Reporters sans ½illères

02/08/11 à 14:50 - Mise à jour à 14:50

Source: Trends-Tendances

Soumis à une crise sans précédent, le secteur de la presse réfléchit à de nouveaux modèles économiques. Aux Etats-Unis, les défenseurs du non profit journalism et du data journalism lancent des pistes originales qui pourraient inspirer l'Europe.

Reporters sans ½illères

© www.propublica.be

Frédéric Brébant, à New York
New York, pointe sud de Manhattan, au coeur du quartier bouillonnant de Wall Street. C'est là, au 23e étage d'un building ordinaire, que s'écrit une nouvelle page du journalisme américain et même du journalisme "tout court" : une page intitulée Pro Publica, du nom de ce site Internet spécialisé dans le non profit journalism, un journalisme d'investigation inédit, à but non lucratif.

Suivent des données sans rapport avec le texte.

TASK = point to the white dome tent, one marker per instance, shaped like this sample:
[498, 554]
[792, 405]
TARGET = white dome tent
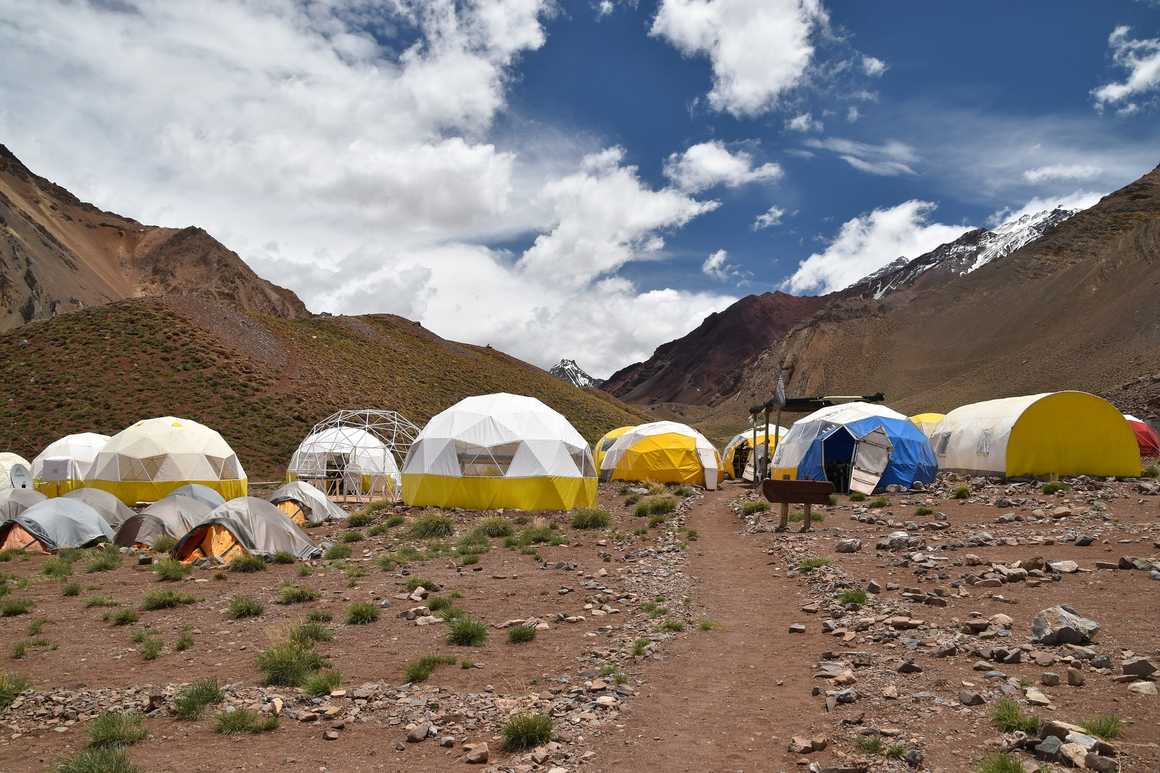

Le ton posé et l'allure décontractée, Stephen Engelberg, le managing editor de la rédaction, veille sereinement sur une équipe de 32 personnes, dont 19 journalistes à la productivité la plus luxueuse du marché. Car ici, l'important n'est pas le nombre de mots écrits par jour ni même par semaine, mais bien la qualité et surtout l'exclusivité des informations qui doivent, au final, servir la cause du citoyen. "Nous faisons du journalisme d'intérêt public et nos articles exigent souvent plusieurs mois d'enquête, commente celui qui fut jadis chef du service d'investigation au New York Times. Alors que la plupart des journaux ont considérablement réduit leurs coûts ces dernières années et par conséquent le temps consacré à l'investigation, nous prenons exactement le chemin inverse avec des reportages extrêmement fouillés et c'est qui fait précisément notre force aujourd'hui."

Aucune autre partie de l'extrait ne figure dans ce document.